Of course I agree and I guess the example is one that I already mentioned. Our corporate services group online application that has been rated number one for several years in a row now.
Changes that are happening through E*TRADE that customers are coming to me and telling me, “I’ve noticed there are more changes flowing in” where we're redesigning a lot of our strategic pages to deliver better tools. That has been enabled in large part by the pipelines that we’re creating to empower teams basically.
I don’t want developers to have to interact with any “support organizations.” They need to be self-supporting. And in fact, in theory, the only thing they need to be supporting and reacting to is feedback on the code they’re building. Building features that are driven by business, and therefore, also by our own customers. The environment should be as frictionless as possible, and that’s what I think we're creating. Slowly but surely.
11. So you reduced cycle time, and therefore, business changes can be delivered faster?
That’s right. Not in all layers of the business, but we're building on that. We have reduced cycle time in a particular team. We’re building up on reducing cycle times in many other teams and we’re giving them the tools that go with that.
12. What kind of metrics or feedback do you collect to validate the value of this investment in DevOps?
The fact that we have heterogeneous environments right now where some of our applications are on the more traditional waterfall model – where we have more sparse deployments –, and we have DevOps teams, we are able to compare a couple of metrics.

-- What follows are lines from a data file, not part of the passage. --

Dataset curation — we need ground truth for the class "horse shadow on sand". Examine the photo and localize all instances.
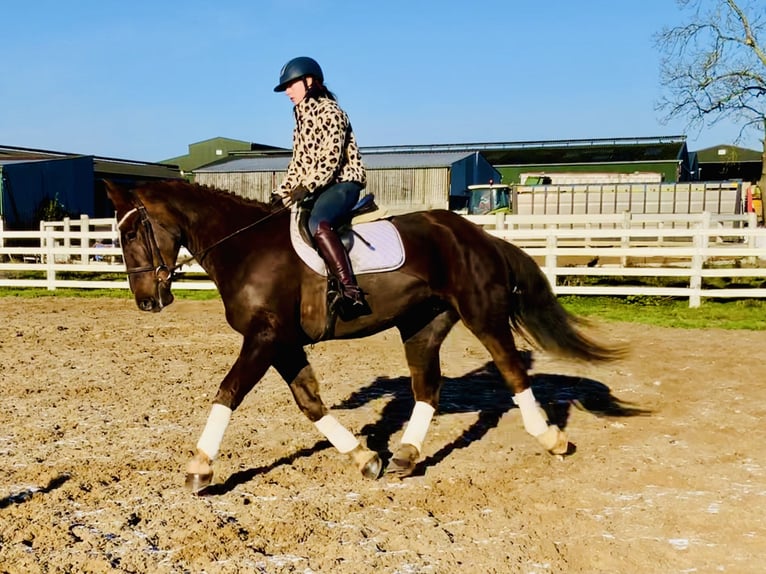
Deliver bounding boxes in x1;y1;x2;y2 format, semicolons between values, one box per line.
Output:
205;353;650;495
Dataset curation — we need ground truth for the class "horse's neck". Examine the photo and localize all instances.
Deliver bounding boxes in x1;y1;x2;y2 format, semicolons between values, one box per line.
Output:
171;194;267;276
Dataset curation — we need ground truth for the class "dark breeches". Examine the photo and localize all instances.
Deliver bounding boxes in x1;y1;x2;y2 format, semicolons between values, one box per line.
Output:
309;181;362;236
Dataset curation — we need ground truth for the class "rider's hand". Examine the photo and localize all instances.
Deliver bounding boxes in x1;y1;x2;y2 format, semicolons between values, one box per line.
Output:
290;185;311;204
269;191;285;207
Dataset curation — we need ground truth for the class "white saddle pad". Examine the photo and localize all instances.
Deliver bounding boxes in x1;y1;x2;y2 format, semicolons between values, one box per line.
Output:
290;211;404;275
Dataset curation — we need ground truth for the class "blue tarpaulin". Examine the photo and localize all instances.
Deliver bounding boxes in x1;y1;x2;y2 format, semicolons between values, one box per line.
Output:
0;156;94;229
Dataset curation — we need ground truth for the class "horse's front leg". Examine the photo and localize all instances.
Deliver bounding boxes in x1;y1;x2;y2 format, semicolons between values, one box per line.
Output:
386;310;457;478
274;347;383;479
186;330;274;493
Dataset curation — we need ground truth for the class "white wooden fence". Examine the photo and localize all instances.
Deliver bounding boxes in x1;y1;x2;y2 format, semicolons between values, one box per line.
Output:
0;213;766;307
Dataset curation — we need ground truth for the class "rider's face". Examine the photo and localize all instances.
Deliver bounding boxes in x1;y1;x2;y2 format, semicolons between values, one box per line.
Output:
285;76;314;104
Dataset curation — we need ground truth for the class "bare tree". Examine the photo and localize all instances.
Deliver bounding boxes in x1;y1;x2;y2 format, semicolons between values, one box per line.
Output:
656;0;766;215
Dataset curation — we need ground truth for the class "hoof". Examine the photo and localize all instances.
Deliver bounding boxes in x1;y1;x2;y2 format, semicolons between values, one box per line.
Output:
349;444;383;480
536;425;574;455
362;453;383;480
386;444;420;478
186;472;213;494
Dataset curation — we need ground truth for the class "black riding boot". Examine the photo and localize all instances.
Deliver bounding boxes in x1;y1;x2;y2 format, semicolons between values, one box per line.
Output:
314;221;372;321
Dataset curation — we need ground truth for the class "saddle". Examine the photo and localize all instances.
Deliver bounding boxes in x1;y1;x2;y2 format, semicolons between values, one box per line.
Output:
290;194;404;340
298;193;385;251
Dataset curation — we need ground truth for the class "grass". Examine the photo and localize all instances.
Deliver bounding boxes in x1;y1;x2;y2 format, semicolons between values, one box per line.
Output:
559;296;766;331
0;287;221;301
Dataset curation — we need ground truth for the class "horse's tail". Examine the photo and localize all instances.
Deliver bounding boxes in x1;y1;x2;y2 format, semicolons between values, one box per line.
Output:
497;239;625;361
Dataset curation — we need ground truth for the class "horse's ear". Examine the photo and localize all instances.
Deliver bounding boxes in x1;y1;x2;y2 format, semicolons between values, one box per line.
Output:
103;179;133;211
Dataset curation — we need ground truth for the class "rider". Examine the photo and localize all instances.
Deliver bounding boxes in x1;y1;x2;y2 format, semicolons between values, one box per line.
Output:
274;57;371;321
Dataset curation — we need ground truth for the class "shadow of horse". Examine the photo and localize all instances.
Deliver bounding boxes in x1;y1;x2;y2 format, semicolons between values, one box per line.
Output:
205;355;650;495
0;472;72;508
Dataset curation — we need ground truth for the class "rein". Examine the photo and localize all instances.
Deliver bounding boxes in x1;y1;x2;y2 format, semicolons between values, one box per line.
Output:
117;199;289;283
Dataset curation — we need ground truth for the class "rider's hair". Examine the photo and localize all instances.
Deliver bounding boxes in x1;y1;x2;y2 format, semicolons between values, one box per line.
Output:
306;80;338;101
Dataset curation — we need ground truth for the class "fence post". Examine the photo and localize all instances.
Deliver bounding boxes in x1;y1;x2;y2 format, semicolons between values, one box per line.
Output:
620;211;632;267
43;227;56;291
689;220;710;309
495;212;505;231
545;231;557;293
64;217;72;260
80;214;90;265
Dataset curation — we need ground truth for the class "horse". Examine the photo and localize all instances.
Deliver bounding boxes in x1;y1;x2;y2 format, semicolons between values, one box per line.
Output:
105;180;623;494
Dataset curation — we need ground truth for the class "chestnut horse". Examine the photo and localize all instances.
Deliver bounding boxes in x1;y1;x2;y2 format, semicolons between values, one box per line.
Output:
106;181;620;492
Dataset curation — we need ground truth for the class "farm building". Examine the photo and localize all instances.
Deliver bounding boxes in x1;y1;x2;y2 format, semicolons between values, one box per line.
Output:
161;137;290;173
695;145;763;181
194;136;696;212
0;147;180;229
194;149;500;213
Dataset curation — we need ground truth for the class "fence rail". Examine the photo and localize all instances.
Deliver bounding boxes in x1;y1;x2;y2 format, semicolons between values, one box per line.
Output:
0;213;766;307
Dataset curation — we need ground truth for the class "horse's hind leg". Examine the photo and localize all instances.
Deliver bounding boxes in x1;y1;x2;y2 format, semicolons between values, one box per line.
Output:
386;310;458;477
466;323;569;454
274;347;383;479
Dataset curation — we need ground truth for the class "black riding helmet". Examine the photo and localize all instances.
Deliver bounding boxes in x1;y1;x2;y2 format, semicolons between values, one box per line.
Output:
274;56;324;92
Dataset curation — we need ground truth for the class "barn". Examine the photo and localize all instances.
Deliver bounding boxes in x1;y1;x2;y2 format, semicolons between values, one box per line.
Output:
161;136;290;173
194;148;500;213
464;136;695;184
695;145;763;181
0;147;181;229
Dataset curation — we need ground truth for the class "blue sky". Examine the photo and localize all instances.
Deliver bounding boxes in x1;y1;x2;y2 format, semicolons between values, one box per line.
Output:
0;0;760;161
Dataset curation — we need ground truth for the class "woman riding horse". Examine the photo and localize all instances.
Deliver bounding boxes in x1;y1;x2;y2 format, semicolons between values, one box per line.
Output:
274;57;371;321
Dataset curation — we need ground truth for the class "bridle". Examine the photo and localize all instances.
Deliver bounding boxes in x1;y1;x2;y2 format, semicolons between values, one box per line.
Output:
117;201;175;284
117;198;289;285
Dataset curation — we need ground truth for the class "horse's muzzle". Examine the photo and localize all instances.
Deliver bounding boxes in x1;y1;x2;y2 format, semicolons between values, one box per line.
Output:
136;293;174;313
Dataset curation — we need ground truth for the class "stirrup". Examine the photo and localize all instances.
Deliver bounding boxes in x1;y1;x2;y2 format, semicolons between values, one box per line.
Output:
337;285;372;321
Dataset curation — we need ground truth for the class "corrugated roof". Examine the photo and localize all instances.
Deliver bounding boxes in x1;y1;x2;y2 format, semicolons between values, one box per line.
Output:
482;142;686;166
697;144;762;163
0;157;55;165
194;150;476;173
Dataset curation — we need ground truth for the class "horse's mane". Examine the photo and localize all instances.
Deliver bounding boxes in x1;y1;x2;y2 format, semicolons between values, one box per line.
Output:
158;180;271;211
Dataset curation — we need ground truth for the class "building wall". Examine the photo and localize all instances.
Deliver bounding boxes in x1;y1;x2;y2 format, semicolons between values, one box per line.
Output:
497;161;686;184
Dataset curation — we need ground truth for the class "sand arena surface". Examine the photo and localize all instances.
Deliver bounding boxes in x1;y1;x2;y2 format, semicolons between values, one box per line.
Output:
0;298;766;574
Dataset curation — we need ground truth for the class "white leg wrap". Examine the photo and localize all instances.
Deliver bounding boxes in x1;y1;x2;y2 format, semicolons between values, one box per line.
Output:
402;401;435;454
197;403;231;460
314;415;359;454
513;388;548;436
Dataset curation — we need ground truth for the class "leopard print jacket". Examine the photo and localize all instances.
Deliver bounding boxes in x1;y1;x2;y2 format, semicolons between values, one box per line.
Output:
279;98;367;196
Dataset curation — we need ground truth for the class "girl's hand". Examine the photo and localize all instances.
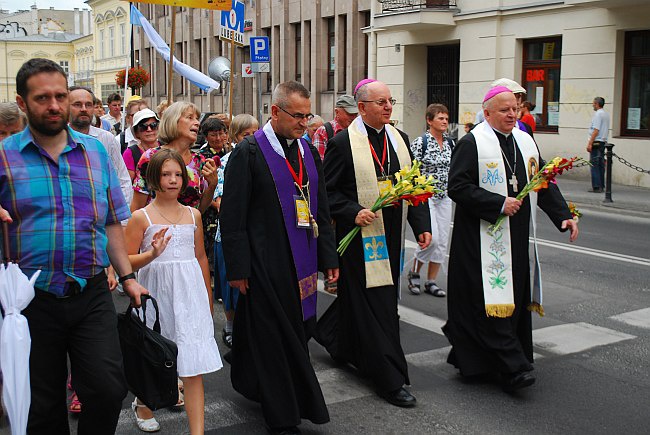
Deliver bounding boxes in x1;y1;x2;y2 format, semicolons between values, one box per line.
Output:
151;227;172;258
201;159;218;187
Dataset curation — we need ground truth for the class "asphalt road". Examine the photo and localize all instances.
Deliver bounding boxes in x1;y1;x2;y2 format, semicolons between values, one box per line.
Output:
0;205;650;434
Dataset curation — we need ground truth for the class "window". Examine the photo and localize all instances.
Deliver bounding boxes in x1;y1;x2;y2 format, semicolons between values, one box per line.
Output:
99;29;105;59
621;30;650;137
120;24;126;54
521;38;562;132
327;18;336;91
338;15;348;93
108;26;115;57
293;23;302;82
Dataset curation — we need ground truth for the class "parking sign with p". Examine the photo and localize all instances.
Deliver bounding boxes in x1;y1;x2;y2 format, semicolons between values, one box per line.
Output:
250;36;271;63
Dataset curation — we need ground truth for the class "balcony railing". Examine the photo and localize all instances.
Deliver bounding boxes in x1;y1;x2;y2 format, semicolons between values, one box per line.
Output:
379;0;456;13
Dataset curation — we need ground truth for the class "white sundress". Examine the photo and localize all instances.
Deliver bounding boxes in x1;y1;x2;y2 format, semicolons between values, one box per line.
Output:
138;207;223;377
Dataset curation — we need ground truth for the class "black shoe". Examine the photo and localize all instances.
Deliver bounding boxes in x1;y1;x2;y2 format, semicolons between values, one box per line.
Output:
501;372;535;393
221;329;232;348
266;426;302;435
384;388;417;408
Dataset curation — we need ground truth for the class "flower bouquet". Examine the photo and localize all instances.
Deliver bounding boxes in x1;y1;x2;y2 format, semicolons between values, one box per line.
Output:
115;66;151;89
336;160;440;255
567;202;582;222
488;157;590;235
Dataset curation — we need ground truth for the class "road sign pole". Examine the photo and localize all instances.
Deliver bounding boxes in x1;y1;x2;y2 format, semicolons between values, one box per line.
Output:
255;69;264;125
228;39;237;121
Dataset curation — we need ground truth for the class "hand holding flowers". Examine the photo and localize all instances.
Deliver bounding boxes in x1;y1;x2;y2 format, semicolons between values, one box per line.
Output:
336;160;440;255
488;157;589;234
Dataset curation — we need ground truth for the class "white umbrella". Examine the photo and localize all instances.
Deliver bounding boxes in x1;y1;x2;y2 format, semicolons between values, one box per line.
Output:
0;263;41;435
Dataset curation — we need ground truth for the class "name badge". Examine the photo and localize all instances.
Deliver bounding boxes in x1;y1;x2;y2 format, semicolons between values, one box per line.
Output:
293;195;311;229
377;177;393;196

One of them is leakage of defects into production that result in emergency changes. And also the amount of deployments that the teams can make. We have concluded that the team that is doing faster and more frequent deployments tends to have significantly less defect leakage into production. They have less emergency changes. Likewise, they’re able to obviously deliver faster because they are going through faster cycles.

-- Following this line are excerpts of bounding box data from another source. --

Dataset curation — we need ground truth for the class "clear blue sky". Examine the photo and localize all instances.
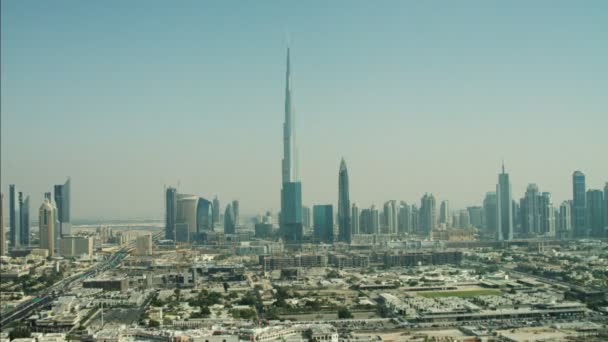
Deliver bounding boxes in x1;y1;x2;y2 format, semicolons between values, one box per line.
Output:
1;0;608;218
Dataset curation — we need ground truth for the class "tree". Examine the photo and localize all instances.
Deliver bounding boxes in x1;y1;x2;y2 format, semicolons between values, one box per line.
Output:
338;306;353;319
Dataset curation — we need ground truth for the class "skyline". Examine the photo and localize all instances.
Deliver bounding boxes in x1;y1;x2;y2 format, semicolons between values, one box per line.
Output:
2;2;608;219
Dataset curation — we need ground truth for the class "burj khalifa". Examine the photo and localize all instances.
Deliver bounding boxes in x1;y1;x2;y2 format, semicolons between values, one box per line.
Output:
279;48;303;242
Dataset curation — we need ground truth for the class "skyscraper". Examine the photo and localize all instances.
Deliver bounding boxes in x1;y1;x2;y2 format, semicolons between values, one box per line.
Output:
19;192;30;246
586;189;606;238
38;198;55;256
165;187;177;240
211;196;221;228
55;177;72;236
557;201;572;239
420;194;437;235
350;203;360;235
312;204;334;243
520;183;542;237
8;184;21;248
279;48;303;241
338;158;353;243
0;193;7;256
224;203;236;234
483;191;498;237
196;197;213;233
439;200;450;227
540;192;555;236
572;171;587;237
496;164;513;241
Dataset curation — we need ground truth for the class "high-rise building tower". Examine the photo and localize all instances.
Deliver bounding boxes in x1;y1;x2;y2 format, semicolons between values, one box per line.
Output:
572;171;587;237
350;203;360;235
19;192;30;246
279;48;303;241
586;189;606;238
55;177;72;236
439;200;450;227
224;203;236;234
338;158;353;243
165;188;177;240
420;194;437;235
8;184;21;248
211;196;221;228
312;204;334;243
557;201;572;239
0;193;7;256
38;199;55;256
496;164;513;241
483;191;498;237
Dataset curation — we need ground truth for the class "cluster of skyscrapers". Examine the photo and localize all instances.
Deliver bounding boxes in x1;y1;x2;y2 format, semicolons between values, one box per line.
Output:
0;178;72;255
165;187;239;242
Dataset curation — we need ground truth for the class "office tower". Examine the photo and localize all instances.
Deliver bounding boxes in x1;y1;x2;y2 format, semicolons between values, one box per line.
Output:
397;201;412;234
38;198;55;256
540;192;555;236
8;184;21;248
44;192;61;248
483;192;498;236
135;234;152;255
557;201;572;239
338;158;353;243
165;187;177;240
496;164;513;241
302;206;312;228
176;194;198;237
420;194;437;235
439;200;450;227
224;203;236;234
0;193;7;256
458;210;471;228
232;200;241;227
55;177;72;236
350;203;360;235
312;204;334;243
369;205;380;234
279;48;303;241
196;197;213;233
572;171;587;237
586;189;606;238
19;192;30;246
382;200;399;234
520;184;542;237
211;196;221;228
411;204;420;233
467;206;483;228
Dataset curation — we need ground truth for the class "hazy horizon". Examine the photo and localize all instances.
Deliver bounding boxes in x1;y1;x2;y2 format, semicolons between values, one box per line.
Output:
1;1;608;220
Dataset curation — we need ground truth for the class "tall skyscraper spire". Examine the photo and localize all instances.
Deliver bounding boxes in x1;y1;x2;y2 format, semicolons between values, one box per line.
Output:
279;47;303;241
282;47;298;183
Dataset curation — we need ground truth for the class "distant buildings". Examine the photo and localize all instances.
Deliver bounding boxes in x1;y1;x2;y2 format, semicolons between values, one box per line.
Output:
135;234;152;255
338;158;353;244
572;171;587;237
165;188;177;240
586;189;606;238
496;164;513;241
279;48;303;242
55;177;72;236
312;204;334;243
419;194;437;235
38;199;55;257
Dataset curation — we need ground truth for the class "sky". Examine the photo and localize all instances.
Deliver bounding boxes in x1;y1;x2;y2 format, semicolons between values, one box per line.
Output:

13. My final question is about the challenges and maybe roadblocks that lie ahead in your journey?
I think there are two main challenges, which is obviously the common theme with highly regulated environments.

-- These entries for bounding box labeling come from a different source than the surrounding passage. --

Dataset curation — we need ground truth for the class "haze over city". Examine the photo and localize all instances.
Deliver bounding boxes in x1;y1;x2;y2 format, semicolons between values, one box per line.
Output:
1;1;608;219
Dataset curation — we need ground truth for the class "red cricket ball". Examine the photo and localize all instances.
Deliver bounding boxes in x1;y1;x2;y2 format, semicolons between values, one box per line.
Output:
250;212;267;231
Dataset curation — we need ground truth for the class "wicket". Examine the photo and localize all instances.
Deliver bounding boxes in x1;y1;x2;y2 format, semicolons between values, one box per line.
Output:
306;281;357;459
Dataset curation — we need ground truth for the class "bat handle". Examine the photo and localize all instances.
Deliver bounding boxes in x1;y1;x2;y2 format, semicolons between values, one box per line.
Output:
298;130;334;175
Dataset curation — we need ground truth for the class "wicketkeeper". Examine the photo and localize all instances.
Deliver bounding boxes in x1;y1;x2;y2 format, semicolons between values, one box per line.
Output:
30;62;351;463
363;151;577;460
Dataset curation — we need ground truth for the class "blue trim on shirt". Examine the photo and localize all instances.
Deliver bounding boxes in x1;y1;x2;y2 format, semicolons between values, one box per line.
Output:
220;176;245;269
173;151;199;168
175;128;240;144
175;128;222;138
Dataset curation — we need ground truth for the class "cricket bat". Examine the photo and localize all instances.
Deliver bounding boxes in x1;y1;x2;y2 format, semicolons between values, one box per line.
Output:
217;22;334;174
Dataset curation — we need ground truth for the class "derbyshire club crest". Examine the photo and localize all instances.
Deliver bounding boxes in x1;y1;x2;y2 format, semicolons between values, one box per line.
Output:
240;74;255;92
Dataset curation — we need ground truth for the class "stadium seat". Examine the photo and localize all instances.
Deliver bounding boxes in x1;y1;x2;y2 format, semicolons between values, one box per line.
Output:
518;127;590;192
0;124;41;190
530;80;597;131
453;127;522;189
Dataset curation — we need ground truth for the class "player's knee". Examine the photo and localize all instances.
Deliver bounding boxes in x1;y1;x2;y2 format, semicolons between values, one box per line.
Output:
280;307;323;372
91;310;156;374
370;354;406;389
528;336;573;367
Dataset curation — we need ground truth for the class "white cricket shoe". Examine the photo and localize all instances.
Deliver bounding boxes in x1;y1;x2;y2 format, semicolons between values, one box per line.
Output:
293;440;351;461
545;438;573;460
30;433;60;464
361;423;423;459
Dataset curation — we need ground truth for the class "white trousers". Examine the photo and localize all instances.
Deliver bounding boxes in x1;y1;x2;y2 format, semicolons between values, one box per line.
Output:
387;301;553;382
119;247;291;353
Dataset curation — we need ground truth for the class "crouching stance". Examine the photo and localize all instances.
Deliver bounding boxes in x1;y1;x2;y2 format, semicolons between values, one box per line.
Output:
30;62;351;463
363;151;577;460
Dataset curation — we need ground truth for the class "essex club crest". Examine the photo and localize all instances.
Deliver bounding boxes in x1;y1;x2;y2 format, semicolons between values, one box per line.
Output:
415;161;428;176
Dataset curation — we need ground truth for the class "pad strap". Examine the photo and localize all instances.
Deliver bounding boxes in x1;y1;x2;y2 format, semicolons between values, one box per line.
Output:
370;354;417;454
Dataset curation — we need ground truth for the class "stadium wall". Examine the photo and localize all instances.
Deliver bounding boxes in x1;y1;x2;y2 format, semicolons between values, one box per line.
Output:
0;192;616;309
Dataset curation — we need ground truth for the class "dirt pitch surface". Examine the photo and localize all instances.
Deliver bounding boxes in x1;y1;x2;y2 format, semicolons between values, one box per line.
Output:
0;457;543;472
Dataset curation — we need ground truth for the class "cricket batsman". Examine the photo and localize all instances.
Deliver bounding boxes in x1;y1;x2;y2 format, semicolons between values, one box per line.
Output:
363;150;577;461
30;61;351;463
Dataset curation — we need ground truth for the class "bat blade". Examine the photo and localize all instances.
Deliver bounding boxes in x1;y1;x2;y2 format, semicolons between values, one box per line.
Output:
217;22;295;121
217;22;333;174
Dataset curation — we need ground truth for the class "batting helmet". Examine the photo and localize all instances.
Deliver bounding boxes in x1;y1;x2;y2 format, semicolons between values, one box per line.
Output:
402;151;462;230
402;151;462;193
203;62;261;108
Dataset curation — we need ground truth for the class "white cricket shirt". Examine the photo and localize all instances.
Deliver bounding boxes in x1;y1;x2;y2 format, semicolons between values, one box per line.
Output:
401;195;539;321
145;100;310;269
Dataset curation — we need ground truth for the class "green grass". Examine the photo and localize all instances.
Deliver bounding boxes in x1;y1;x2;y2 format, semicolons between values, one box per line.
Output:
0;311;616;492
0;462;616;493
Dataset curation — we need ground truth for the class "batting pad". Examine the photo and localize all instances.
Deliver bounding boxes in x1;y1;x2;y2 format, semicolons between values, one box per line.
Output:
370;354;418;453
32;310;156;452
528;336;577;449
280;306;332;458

One of them is the cultural aspect, in particular, with fellow developers and fellow engineers to whom this practice of DevOps might come, as you mentioned, as a culture shock and they're maybe resistant at first. One of the things that I wish that could be implemented is mainline development only, ban all branches. That sounds a little extreme but Gary Gruver from HP was mentioning that and people thought he was crazy and then they loved it.I don’t have the power yet to implement that but I’m pushing for that. If not, I’ll settle for, at least, short lived branches.
Secondly is the regulatory aspect. Obviously, we need to partner with audit and compliance and external auditors to make sure that the right controls are around that and they understand how segregation of duty is implemented in an automated system. That is the second part. Communicate to them clearly the fact that these practices are not an anathema to risk management.
Manuel Pais: Thank you very much.
You’re welcome. Thank you for having me.